A new lab study shows additional treatment with interleukin 7 (IL-7) after CAR-T cell infusion makes the therapeutic cells grow in number and become more effective at tumor killing.
The Washington University School of Medicine in St. Louis team’s report was published today in Nature Communications.
“Many researchers are trying different strategies to enhance the function of CAR-T cells in treating blood cancers,” said senior author John F. DiPersio, MD, PhD, the Virginia E. & Sam J. Golman Professor of Medicine and director of the Division of Oncology.
Different approaches have included injecting a hydrogel with specialized signaling proteins to improve delivery.
“We’re interested in IL-7 because we know it is a major driver of T cell expansion. The body makes IL-7 naturally to ramp up the number of T cells when a person gets sick, for example. When we give a long-acting type of IL-7 to tumor-bearing immunodeficient mice soon after CAR-T cell treatment, we see a dramatic expansion of these CAR-T cells greater than ten-thousandfold compared to mice not receiving IL-7. These CAR-T cells also persist longer and show dramatically increased anti-tumor activity,” he added.
CAR-T cells are manufactured using the body’s normal T cells, either from the patient or a donor. These cells are genetically modified to specifically target a protein on the surface of the cancer cells. The targeting helps the CAR-T cells find the cancer cells, which are masters at evading immune attack. The therapy can be highly effective, but sometimes the CAR-T cells aren’t able to expand enough to kill all of the cancer, or they become overstimulated, exhausting their ability to function, resulting in their loss of anti-tumor effectiveness.
With these problems in mind, these researchers were interested in whether they could harness the body’s natural way of boosting T cell numbers to enhance the therapy.
Natural IL-7 normally disappears from the body quickly. Therefore, DiPersio and his team tested a modified form of IL-7 that circulates in the body for weeks, making it much more effective at supporting the CAR-T cell expansion.

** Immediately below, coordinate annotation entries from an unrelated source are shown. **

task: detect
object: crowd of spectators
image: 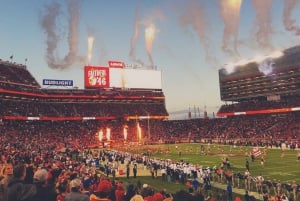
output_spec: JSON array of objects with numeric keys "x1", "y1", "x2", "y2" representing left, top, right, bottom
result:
[{"x1": 0, "y1": 59, "x2": 300, "y2": 201}]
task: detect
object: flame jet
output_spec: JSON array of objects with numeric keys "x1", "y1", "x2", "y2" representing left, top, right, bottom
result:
[{"x1": 220, "y1": 0, "x2": 242, "y2": 56}]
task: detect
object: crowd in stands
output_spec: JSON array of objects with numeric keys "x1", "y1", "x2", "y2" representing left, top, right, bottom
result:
[
  {"x1": 218, "y1": 96, "x2": 300, "y2": 113},
  {"x1": 0, "y1": 62, "x2": 300, "y2": 201}
]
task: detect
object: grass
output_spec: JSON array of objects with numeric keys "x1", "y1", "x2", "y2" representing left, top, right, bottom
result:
[{"x1": 112, "y1": 143, "x2": 300, "y2": 199}]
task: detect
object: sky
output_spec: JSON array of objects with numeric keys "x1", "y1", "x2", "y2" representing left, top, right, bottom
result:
[{"x1": 0, "y1": 0, "x2": 300, "y2": 119}]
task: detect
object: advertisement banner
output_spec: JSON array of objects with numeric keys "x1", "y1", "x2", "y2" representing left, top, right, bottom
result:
[
  {"x1": 84, "y1": 66, "x2": 109, "y2": 88},
  {"x1": 108, "y1": 61, "x2": 125, "y2": 68},
  {"x1": 43, "y1": 79, "x2": 73, "y2": 87}
]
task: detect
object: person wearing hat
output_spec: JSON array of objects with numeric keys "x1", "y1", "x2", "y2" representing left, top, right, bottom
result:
[
  {"x1": 29, "y1": 168, "x2": 57, "y2": 201},
  {"x1": 64, "y1": 178, "x2": 89, "y2": 201},
  {"x1": 3, "y1": 163, "x2": 34, "y2": 201},
  {"x1": 130, "y1": 194, "x2": 144, "y2": 201},
  {"x1": 115, "y1": 182, "x2": 125, "y2": 201},
  {"x1": 90, "y1": 179, "x2": 112, "y2": 201}
]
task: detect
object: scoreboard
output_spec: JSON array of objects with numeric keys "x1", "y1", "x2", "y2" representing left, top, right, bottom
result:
[{"x1": 219, "y1": 46, "x2": 300, "y2": 101}]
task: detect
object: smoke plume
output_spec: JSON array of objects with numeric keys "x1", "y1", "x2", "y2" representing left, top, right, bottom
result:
[
  {"x1": 252, "y1": 0, "x2": 273, "y2": 50},
  {"x1": 220, "y1": 0, "x2": 242, "y2": 57},
  {"x1": 129, "y1": 6, "x2": 144, "y2": 66},
  {"x1": 41, "y1": 0, "x2": 82, "y2": 69},
  {"x1": 179, "y1": 1, "x2": 214, "y2": 61},
  {"x1": 283, "y1": 0, "x2": 300, "y2": 35}
]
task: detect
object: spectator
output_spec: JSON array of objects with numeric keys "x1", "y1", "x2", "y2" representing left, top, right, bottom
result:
[
  {"x1": 64, "y1": 178, "x2": 90, "y2": 201},
  {"x1": 4, "y1": 163, "x2": 34, "y2": 201}
]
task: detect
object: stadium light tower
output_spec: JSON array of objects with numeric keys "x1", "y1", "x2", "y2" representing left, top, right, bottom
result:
[{"x1": 147, "y1": 112, "x2": 150, "y2": 141}]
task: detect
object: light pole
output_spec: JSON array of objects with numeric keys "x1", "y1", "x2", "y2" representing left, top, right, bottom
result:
[{"x1": 148, "y1": 113, "x2": 150, "y2": 142}]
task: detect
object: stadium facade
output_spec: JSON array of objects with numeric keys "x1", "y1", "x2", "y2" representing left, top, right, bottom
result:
[{"x1": 217, "y1": 46, "x2": 300, "y2": 117}]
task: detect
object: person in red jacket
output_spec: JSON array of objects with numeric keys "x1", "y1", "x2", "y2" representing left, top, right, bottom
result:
[{"x1": 115, "y1": 183, "x2": 125, "y2": 201}]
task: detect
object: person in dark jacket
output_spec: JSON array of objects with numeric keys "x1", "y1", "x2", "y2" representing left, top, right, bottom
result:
[
  {"x1": 3, "y1": 163, "x2": 34, "y2": 201},
  {"x1": 28, "y1": 169, "x2": 57, "y2": 201},
  {"x1": 64, "y1": 178, "x2": 90, "y2": 201}
]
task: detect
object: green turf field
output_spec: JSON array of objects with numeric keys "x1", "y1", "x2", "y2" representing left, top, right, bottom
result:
[
  {"x1": 113, "y1": 143, "x2": 300, "y2": 200},
  {"x1": 140, "y1": 144, "x2": 300, "y2": 183}
]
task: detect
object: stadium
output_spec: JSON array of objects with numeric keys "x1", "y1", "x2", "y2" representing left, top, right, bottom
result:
[{"x1": 0, "y1": 46, "x2": 300, "y2": 201}]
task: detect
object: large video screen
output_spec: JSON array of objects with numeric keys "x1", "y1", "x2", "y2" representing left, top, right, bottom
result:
[{"x1": 84, "y1": 66, "x2": 162, "y2": 89}]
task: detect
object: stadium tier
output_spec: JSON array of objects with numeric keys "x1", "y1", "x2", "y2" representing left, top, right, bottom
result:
[
  {"x1": 0, "y1": 62, "x2": 168, "y2": 120},
  {"x1": 217, "y1": 46, "x2": 300, "y2": 116}
]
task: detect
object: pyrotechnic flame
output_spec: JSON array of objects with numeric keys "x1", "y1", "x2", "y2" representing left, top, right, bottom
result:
[
  {"x1": 106, "y1": 128, "x2": 111, "y2": 140},
  {"x1": 87, "y1": 36, "x2": 94, "y2": 64},
  {"x1": 123, "y1": 126, "x2": 128, "y2": 140},
  {"x1": 98, "y1": 129, "x2": 103, "y2": 141}
]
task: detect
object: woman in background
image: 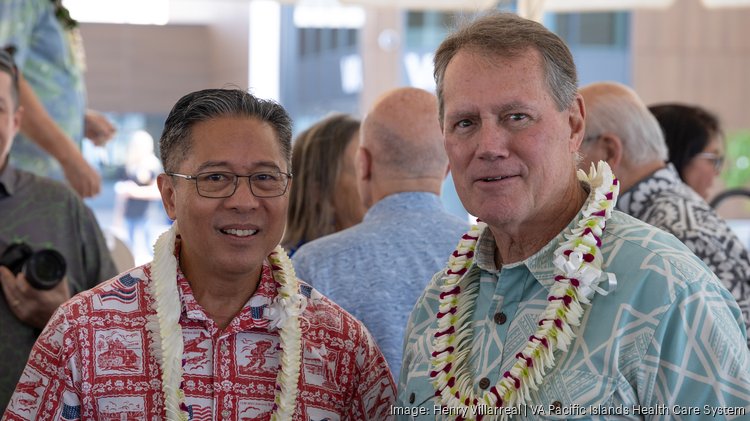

Investigating two different models of B cell lymphoma in mice, the researchers showed that mice receiving CAR-T cells and long-acting IL-7 survived almost six times longer than mice receiving CAR-T cells alone. Mice treated with CAR-T cells alone survived for about one month after therapy. All mice that received long-acting IL-7 soon after the CAR-T cell treatment were still living at the end of an experimental time frame of 175 days. Further, tumor sizes in the mice that had received CAR-T cells and IL-7 were dramatically reduced, to the point of being undetectable in the majority of mice by day 35.
“In mice that received the CAR-T cells alone, the disease is controlled briefly,” DiPersio said. “But by week three, the tumor starts to return. And by week four, they start to look like the control mice that didn’t receive any active therapy. But by adding long-acting IL-7, the numbers of CAR-T cells just explode, and those mice lived beyond the time frame we set for our experiment. Our study also suggests that it may be possible to fine-tune the expansion of the CAR-T cells by controlling the number of IL-7 doses that we give.”